American Psycho est un livre à lire deux fois. Ou au moins à lire, puis à comprendre, tant il est facile de passer à côté de l'essentiel sans s'en rendre compte. Sauter au 6ème paragraphe pour comprendre.

Patrick Bateman est un clone, comme il en existe des milliers parmi les traders à Manhattan. Avec ses amis il est interchangeable. Il partage avec ses amis une hygiène de vie irréprochable, une vie qui appartient plus aux magazines (GQ, Men's Health) qu'à la réalité. Costumes de marque parfaits, goûts irréprochables, sens du bon goût poussé à l'extrême, chaine hifi stéréo de haute technologie, mobilier de luxe, décoration virile, moderne, raffinement. Clubs de sport, limousines, job de rêve dans un grande banque, restaurants étoilés et branchés, soirées dans des clubs select, filles parfaites. Et haine de l'humanité.

Dans American Psycho, Bret Easton Ellis nous embarque, de gré ou de force, dans une croisière avec Patrick Bateman. Ca commence par un voyage en taxi où on déteste ces SDF qui envahissent New York. Puis on suit Patrick Bateman dans ces guerres du quotidien pour le titre du trader le plus élégant de Manhattan, Prendre soin de soi, mener une guerre de tous les instants avec ses collègues, manger des pizzas dans des restaurants inaccessibles au commun des mortels, suer dans les clubs de gym, draguer des filles inaccessibles dans des clubs tout aussi inaccessibles.
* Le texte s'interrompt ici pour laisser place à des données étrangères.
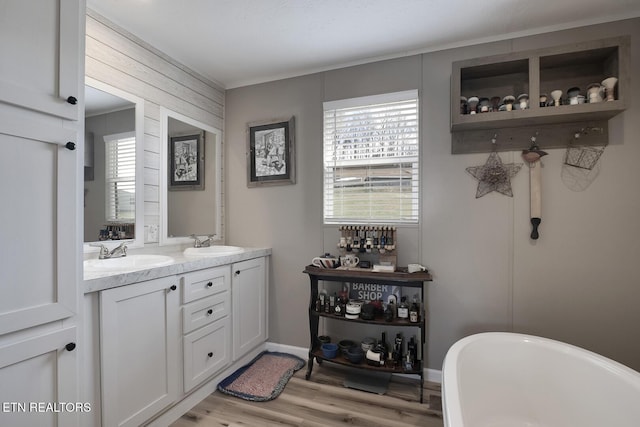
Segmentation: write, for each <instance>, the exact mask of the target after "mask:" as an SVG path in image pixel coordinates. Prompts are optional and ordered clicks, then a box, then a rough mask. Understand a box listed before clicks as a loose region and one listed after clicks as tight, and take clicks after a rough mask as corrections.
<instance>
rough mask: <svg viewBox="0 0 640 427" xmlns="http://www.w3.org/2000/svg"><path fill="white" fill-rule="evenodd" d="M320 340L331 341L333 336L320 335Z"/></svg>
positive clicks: (329, 341) (325, 342)
mask: <svg viewBox="0 0 640 427" xmlns="http://www.w3.org/2000/svg"><path fill="white" fill-rule="evenodd" d="M318 341H320V344H327V343H330V342H331V337H330V336H328V335H320V336H319V337H318Z"/></svg>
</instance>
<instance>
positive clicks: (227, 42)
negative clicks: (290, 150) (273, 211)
mask: <svg viewBox="0 0 640 427" xmlns="http://www.w3.org/2000/svg"><path fill="white" fill-rule="evenodd" d="M87 6H88V7H89V8H90V9H93V10H94V11H96V12H98V13H99V14H101V15H103V16H104V17H106V18H107V19H109V20H110V21H112V22H114V23H115V24H117V25H119V26H121V27H123V28H124V29H126V30H127V31H129V32H130V33H132V34H134V35H136V36H137V37H139V38H140V39H142V40H144V41H145V42H147V43H149V44H150V45H152V46H154V47H155V48H157V49H159V50H160V51H162V52H164V53H165V54H167V55H169V56H170V57H172V58H174V59H175V60H177V61H179V62H181V63H183V64H184V65H186V66H188V67H189V68H191V69H193V70H194V71H197V72H198V73H200V74H202V75H203V76H205V77H207V78H209V79H210V80H212V81H214V82H217V83H219V84H220V85H222V86H223V87H224V88H227V89H230V88H234V87H239V86H246V85H249V84H254V83H261V82H265V81H271V80H277V79H281V78H286V77H293V76H297V75H303V74H309V73H313V72H317V71H323V70H329V69H334V68H339V67H344V66H348V65H355V64H361V63H366V62H372V61H375V60H379V59H387V58H394V57H401V56H406V55H410V54H415V53H422V52H428V51H434V50H440V49H443V48H451V47H457V46H463V45H470V44H476V43H484V42H489V41H495V40H500V39H505V38H512V37H517V36H523V35H530V34H536V33H541V32H548V31H553V30H559V29H565V28H572V27H577V26H583V25H588V24H594V23H601V22H608V21H614V20H619V19H625V18H634V17H638V16H640V0H186V1H185V0H87ZM594 36H595V37H597V35H594Z"/></svg>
Sauf que Patrick Bateman déraille sérieusement. S'il invite des prostituées, c'est pour mieux les violer avant de les torturer sauvagement. Quand il invite sa petite amie, c'est pour lui faire manger un gâteau dans lequel il a pris soin de placer un pavé de désodorisant qu'il a préalablement récupéré dans les toilettes d'un restaurant. Et il n'hésite pas à torturer et tuer un rival génant pour d'en débarasser.

Bret Easton Ellis fait preuve du même souci du détail quand il s'agit de décrire pendant 20 pages le rituel du matin (prendre une douche et utiliser une vingtaine de produits cosmétiques), la cuisine de Patrick Bateman, ses costumes impeccables ou une scène de torture interminable.
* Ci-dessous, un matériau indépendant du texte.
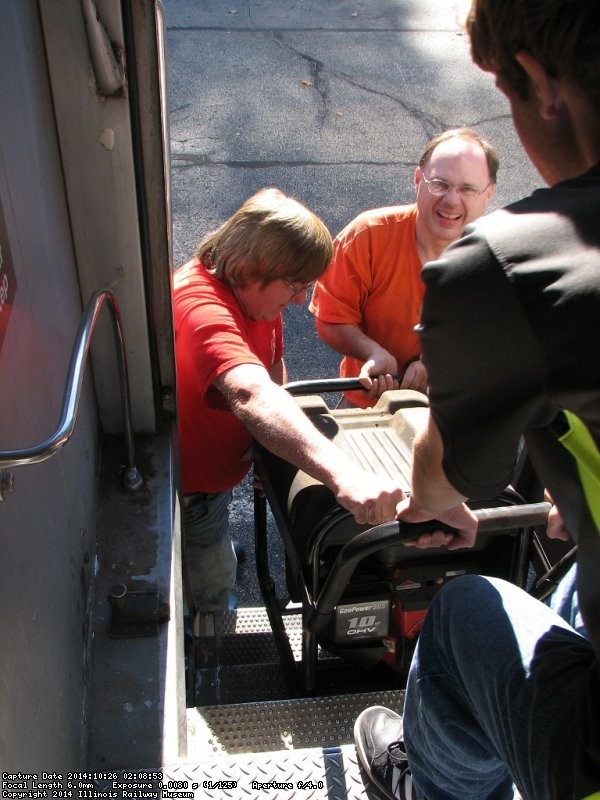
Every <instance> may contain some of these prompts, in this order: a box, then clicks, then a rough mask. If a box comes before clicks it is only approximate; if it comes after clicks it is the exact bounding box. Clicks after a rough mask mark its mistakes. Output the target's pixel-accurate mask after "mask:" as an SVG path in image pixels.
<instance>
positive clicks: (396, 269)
mask: <svg viewBox="0 0 600 800" xmlns="http://www.w3.org/2000/svg"><path fill="white" fill-rule="evenodd" d="M416 217H417V208H416V205H415V204H412V205H407V206H391V207H389V208H376V209H372V210H370V211H365V212H363V213H362V214H359V215H358V217H356V219H354V220H353V221H352V222H351V223H350V224H349V225H347V226H346V227H345V228H344V229H343V231H342V232H341V233H340V234H338V236H337V237H336V239H335V250H334V255H333V260H332V262H331V264H330V265H329V267H328V268H327V270H326V272H325V274H324V275H323V276H322V278H321V279H320V280H319V281H318V282H317V284H316V286H315V290H314V292H313V296H312V300H311V303H310V310H311V311H312V312H313V314H314V315H315V316H316V317H318V318H319V319H321V320H323V322H331V323H338V324H347V325H357V326H358V327H359V328H360V329H361V330H362V331H364V333H366V334H367V336H369V337H370V338H371V339H373V340H374V341H376V342H377V343H378V344H380V345H381V346H382V347H385V348H386V350H389V352H390V353H391V354H392V355H393V356H394V357H395V359H396V360H397V362H398V369H399V371H400V373H402V372H403V371H404V370H405V369H406V367H407V366H408V365H409V364H410V363H411V362H412V361H415V360H416V359H417V358H419V356H420V353H421V346H420V341H419V336H418V334H417V333H415V331H414V326H415V325H416V324H417V323H418V322H419V315H420V311H421V303H422V301H423V293H424V288H425V287H424V284H423V282H422V280H421V267H422V264H421V260H420V258H419V254H418V252H417V237H416V230H415V226H416ZM361 367H362V362H361V361H358V360H356V359H354V358H350V357H349V356H344V358H343V359H342V362H341V364H340V376H341V377H343V378H351V377H352V378H354V377H356V376H357V375H358V373H359V372H360V368H361ZM347 396H348V399H350V400H351V402H352V403H354V405H358V406H361V407H363V408H367V407H368V406H371V405H374V401H370V400H368V399H367V398H366V397H365V395H364V393H363V392H360V391H359V392H348V393H347Z"/></svg>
Patrick Bateman, c'est le trader schizophrène. Face à la pression du quotidien et à l'importance du contrôle des affects, il perd les pédales et vit par procuration à travers un double maléfique, un 'evil twin' qu'il s'invente. C'est ce double qui viole et torture, découpe un cadavre avec des gants en daim Armani. Patrick Bateman s'invente des actes horribles, surement pour mieux extérioriser ses crises d'angoisse.

La frontière entre le réel et le rêve est ténue, mais toujours visible. Torture-t'il vraiment une prostituée avec une perceuse électrique ou bien le rêve-t'il? Après tout, il est le seul à voir les tâches de sang sur son imperméable. Pourquoi sa course poursuite avec la police est-elle sans conséquences? Et a-t-il vraiment tué son ennemi, ou faut-il croire le reste du monde qui lui soutient qu'il est juste parti à Londres? A mesure que l'intrigue avance, il faut se rendre à l'évidence, Patrick Bateman est un homme malade, ce qui ne retire rien au réalisme des scènes de torture auquel le lecteur participe avec voyeurisme.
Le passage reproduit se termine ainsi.